The most intriguing suggestion Johnson has for reforming criminal law is replacing deterrence as a principle of sentencing with redemption. Section 718 of the Criminal Code, RSC 1985, c C-46 expresses principles that courts must consider when sentencing a convicted offender. One of such principles is to deter the offender from reoffending, and to deter others who might consider committing that offence in the future. He thinks that deterrence has never worked and would rather see it replaced with a principle of redemption. Johnson sees redemption as having two components. The first would be to make the community and victim whole again. This would involve an apology followed by service to the community. The service would be based on what the community and victim suggest to the prosecutor as necessary to make things right (Johnson, 133). The second part would involve some sort of rehabilitation (Johnson, 133). The theory is that the offender would earn his way back into the community through his contributions. The goal is that this would foster pride and dignity (Johnson, 133). Johnson’s idea is to reorient sentencing away from legal professionals, and give that power to the victim, community, and offender (Johnson, 134).

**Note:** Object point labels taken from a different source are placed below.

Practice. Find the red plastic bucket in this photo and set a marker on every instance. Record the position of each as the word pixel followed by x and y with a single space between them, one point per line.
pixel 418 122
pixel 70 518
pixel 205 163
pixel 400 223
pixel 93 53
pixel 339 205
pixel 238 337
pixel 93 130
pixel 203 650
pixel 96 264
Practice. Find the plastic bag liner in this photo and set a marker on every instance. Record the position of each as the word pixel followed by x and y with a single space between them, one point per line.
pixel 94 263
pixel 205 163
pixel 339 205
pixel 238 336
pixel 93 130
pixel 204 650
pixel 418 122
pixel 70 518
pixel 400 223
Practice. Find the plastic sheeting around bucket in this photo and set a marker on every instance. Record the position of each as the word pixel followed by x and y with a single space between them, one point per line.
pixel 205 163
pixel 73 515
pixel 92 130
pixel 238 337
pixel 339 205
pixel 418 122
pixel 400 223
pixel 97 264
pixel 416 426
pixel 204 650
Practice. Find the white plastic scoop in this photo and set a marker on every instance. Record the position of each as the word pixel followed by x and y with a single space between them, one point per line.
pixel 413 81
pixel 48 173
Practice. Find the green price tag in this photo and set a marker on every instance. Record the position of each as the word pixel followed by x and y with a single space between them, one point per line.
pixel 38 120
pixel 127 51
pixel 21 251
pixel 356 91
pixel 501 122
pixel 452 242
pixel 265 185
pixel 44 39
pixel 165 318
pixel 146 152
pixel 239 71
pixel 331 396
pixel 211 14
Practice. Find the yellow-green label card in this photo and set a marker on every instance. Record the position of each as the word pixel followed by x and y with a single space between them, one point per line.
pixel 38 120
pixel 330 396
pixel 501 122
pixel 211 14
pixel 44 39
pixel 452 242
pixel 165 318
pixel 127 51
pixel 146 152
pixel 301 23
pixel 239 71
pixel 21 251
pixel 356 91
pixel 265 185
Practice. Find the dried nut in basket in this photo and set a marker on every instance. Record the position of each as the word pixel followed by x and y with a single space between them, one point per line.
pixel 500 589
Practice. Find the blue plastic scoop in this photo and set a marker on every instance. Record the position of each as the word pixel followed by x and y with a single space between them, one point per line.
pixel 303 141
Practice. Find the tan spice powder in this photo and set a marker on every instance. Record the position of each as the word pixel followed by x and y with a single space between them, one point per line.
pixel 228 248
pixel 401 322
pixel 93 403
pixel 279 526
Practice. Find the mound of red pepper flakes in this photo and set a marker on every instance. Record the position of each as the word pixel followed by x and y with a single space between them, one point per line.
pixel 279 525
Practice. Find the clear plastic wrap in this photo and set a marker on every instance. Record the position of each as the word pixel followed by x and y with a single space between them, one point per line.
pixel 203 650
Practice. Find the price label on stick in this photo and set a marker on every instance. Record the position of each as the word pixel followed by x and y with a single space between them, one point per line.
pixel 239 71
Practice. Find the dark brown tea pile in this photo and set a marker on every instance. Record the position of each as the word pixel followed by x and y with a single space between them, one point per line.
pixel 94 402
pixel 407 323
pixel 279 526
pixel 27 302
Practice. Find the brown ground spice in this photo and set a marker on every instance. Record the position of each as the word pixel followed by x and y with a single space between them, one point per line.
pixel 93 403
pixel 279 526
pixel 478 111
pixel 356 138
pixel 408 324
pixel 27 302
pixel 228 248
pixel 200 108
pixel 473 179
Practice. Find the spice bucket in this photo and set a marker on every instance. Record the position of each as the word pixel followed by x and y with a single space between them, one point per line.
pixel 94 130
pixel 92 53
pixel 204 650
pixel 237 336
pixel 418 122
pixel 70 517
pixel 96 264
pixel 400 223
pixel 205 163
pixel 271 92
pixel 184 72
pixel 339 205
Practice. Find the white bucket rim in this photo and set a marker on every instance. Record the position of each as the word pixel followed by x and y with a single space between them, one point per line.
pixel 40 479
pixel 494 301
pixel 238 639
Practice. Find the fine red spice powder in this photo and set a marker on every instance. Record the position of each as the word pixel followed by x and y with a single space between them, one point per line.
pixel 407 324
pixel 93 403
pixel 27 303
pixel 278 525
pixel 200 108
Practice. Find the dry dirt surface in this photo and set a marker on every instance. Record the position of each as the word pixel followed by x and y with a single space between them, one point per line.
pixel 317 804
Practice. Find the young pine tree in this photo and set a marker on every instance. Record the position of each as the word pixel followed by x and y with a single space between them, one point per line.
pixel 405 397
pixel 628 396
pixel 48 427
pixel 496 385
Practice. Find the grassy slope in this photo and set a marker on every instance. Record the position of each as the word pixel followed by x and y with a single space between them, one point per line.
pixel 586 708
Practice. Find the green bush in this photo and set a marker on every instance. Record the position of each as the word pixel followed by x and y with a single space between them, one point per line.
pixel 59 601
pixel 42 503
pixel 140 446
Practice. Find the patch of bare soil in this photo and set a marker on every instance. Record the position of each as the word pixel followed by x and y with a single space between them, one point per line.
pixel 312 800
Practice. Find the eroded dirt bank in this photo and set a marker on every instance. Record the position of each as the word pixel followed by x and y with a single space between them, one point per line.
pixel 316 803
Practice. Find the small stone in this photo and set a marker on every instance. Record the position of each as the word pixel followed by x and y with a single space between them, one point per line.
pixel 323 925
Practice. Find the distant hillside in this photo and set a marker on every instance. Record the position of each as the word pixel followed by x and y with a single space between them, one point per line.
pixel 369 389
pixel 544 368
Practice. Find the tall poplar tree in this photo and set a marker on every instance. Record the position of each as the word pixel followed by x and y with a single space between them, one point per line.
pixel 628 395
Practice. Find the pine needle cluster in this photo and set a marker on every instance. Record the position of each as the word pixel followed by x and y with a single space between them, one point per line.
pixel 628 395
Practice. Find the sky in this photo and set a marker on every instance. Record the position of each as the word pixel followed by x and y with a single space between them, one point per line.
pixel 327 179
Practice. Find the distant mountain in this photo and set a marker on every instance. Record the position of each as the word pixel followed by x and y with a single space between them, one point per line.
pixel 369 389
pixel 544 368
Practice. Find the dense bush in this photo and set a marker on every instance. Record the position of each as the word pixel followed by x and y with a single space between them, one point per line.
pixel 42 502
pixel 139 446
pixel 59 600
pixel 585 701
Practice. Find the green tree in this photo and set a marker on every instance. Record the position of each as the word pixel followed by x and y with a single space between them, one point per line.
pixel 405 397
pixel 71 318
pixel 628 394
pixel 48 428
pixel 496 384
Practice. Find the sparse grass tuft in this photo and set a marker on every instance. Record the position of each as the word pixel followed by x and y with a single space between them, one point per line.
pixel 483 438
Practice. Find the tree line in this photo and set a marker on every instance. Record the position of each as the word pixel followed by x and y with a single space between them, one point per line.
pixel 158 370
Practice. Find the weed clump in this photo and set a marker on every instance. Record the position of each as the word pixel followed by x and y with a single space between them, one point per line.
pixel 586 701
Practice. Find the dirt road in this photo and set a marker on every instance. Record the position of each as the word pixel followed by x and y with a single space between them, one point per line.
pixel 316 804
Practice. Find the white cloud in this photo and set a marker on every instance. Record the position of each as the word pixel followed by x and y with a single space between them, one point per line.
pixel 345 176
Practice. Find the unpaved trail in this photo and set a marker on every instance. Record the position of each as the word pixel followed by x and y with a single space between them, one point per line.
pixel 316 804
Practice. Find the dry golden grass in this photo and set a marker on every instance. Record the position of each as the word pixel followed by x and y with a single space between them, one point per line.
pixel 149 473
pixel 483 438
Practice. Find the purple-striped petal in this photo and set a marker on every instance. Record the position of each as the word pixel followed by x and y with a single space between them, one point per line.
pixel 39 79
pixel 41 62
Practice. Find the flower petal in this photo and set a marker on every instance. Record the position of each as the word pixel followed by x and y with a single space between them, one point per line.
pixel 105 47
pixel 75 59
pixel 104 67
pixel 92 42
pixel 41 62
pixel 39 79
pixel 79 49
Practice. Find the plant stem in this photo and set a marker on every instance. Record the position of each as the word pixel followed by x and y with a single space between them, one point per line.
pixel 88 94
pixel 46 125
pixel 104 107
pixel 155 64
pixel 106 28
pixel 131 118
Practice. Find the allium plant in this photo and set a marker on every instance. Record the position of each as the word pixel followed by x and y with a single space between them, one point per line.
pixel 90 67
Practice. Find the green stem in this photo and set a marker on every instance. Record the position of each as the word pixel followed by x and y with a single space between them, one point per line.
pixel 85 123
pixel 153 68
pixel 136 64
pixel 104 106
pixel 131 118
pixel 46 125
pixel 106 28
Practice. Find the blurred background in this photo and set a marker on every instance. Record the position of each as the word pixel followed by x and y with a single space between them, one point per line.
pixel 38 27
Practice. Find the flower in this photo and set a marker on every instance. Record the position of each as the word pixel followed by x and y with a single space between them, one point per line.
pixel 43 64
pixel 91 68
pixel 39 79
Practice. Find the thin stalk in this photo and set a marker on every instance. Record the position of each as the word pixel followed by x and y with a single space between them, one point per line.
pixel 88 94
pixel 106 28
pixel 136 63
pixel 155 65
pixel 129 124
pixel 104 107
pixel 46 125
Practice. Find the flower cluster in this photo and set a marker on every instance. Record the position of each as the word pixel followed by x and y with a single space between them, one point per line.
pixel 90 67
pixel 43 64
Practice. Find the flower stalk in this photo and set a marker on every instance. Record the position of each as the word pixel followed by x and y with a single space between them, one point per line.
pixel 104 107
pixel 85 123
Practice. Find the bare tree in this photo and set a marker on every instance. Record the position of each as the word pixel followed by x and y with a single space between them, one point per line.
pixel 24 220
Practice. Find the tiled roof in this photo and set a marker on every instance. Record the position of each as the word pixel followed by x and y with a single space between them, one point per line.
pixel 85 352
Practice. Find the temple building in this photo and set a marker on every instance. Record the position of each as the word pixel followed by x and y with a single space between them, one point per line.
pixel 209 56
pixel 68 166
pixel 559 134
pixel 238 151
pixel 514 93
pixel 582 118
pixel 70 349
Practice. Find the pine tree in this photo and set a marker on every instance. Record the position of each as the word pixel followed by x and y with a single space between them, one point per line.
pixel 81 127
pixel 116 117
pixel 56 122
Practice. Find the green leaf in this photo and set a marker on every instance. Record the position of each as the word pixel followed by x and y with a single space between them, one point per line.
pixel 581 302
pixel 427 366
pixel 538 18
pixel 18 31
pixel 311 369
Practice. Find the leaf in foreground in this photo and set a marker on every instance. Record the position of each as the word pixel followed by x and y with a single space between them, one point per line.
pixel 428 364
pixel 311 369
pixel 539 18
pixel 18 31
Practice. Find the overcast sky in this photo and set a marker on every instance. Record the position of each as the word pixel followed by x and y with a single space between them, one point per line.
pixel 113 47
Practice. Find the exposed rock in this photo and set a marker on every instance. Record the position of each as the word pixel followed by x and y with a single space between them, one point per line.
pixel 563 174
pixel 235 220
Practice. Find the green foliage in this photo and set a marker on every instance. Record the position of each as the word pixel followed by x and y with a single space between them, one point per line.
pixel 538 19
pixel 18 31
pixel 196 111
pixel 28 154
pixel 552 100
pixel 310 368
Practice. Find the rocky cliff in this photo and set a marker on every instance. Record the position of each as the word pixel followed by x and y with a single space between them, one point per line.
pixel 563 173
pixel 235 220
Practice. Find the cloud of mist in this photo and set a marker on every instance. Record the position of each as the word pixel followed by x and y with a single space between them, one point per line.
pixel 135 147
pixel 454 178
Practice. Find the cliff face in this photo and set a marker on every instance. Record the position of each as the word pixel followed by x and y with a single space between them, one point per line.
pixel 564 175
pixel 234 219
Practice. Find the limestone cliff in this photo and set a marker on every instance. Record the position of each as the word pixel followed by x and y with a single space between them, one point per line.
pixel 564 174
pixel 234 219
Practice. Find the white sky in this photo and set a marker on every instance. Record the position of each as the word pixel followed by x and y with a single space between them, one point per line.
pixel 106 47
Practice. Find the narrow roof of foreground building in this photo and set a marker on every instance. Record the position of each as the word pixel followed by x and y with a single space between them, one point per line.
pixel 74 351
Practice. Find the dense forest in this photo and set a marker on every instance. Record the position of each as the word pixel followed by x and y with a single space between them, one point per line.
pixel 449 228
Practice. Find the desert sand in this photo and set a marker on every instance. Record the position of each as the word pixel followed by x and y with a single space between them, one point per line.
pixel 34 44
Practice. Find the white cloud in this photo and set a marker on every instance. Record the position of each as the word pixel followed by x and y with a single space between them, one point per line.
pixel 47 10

Although Johnson’s law reform idea raises many questions, it is thought-provoking. It is not clear in this plan what would happen if a victim and community preferred incarceration to service. The idea problematically presumes the desire of the community and victim to be involved. That is not a given. Johnson does not say whether the principle of parity, namely that similar sentences should be received in similar circumstances, would even apply since in his model, the community decides. Despite those challenges, the notion of placing some sentencing decisions for certain offences in the hands of the community does make some sense. If the community and victim were to author the sentence, they would be more satisfied by the result and have greater faith in the administration of justice. In some circumstances this may also make the punishment more meaningful to the offender because it is coming from the community and the victim.
Despite offering some creative ideas, Peace and Good Order is not worth reading as a text on law reform. The way Johnson analyzes problems and provides solutions, is not sweeping or systematic in the way that the best academic treatises are. However, Peace and Good Order occupies a space all of its own. It is an autobiography and a sustained provocative argument for societal change. It offers an intimate view of the impact of criminal law on Northern Saskatchewan Indigenous communities and is mercilessly candid in its depiction of contemporary criminal law practice, which you might otherwise never get to read about.